Note that (8.6) holds for the orbit \({y}_n\), although it is unstable. We introduce the following transformation [4, 12]:

$$\begin{aligned} {U}_n=\frac{{y}_n+{x}_n}{2}, \quad {V}_n=\frac{{y}_n-{x}_n}{2}. \end{aligned}$$

The control system represented by (8.5) and (8.6) is rewritten as follows:

$$\begin{aligned} {U}_{n+1}={F}({U}_n+{V}_n)/2+{F}({U}_n-{V}_n)/2+K{V}_n, \end{aligned}$$
$$\begin{aligned} {V}_{n+1}={F}({U}_n+{V}_n)/2-{F}({U}_n-{V}_n)/2-K{V}_n. \end{aligned}$$
(8.7)

If the stabilization is achieved, \({U}_n={y}_n\) and \({V}_n=0\).

This transformation has been discussed from the viewpoint of synchronization in dynamical systems [4, 12]. In synchronization theory, the manifold \({V}_n=0\) corresponds to a synchronization hyperplane on which the two systems (8.5) and (8.6) synchronize. If the origin of \({V}_n\) is stable, i.e., the transverse direction of the synchronization hyperplane is stable, the synchronization between the two systems is stable. Although the driving orbit is assumed to be an attractor in synchronization theory, this discussion holds even if it is an unstable orbit.

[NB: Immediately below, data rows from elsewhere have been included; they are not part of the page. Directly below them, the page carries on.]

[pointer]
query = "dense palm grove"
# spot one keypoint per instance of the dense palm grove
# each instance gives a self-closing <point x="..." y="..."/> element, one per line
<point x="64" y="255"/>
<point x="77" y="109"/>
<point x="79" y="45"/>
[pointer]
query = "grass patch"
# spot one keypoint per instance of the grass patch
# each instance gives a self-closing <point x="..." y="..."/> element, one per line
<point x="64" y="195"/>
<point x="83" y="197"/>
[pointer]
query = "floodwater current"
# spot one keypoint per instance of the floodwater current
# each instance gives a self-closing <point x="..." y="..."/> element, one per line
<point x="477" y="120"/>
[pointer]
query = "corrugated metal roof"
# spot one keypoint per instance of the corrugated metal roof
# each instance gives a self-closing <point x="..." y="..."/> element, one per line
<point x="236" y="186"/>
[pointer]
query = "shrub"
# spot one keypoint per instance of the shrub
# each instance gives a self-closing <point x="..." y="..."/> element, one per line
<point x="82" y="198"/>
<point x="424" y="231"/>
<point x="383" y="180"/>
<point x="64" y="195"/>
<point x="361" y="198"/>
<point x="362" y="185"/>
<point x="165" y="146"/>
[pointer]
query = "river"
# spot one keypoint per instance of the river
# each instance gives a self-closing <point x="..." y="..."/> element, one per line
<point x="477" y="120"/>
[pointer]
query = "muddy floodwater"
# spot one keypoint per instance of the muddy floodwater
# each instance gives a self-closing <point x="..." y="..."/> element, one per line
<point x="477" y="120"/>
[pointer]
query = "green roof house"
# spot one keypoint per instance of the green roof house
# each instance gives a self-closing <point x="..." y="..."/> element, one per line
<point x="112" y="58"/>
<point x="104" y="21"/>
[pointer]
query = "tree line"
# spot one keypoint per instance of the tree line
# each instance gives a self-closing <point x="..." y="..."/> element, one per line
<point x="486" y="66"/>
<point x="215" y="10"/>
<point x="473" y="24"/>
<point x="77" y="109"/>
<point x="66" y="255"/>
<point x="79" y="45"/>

To evaluate the stability of the external force control, we calculate the Lyapunov exponents of the subsystem (8.7). Since we evaluate the stability on \({V}_n=0\), we linearize (8.7) at the origin of \({V}_n\):

$$\begin{aligned} {V}_{n+1}=({F}'({y}_n)-K){V}_n, \end{aligned}$$
(8.8)

where \({F}'\) is the Jacobian matrix of \({F}\). The largest Lyapunov exponent \(\lambda _1\) of (8.8) is defined by:

$$\begin{aligned} \lambda _1=\lim _{N\rightarrow \infty } \frac{1}{N}\log \left| \left| \prod _{n=0}^N ({F}'({y}_n)-K){v}\right| \right| , \end{aligned}$$

for almost any vector \({v}\) [3]. If the largest Lyapunov exponent is negative, the origin of \({V}_n\) is stable and hence the external force control stabilizes the unstable quasi-periodic orbit. These Lyapunov exponents are called conditional Lyapunov exponents because they are calculated for the subsystem driven by the external force [12].

Fig. 8.3
figure 3

Results of the external feedback control for the coupled map lattice (8.4). We show the average feedback input (top) and the largest Lyapunov exponent (bottom) as a function of the feedback coefficient \(k\). The parameters are fixed at \((\alpha ,\beta ,\delta )=(0.79,0.02,0.06)\)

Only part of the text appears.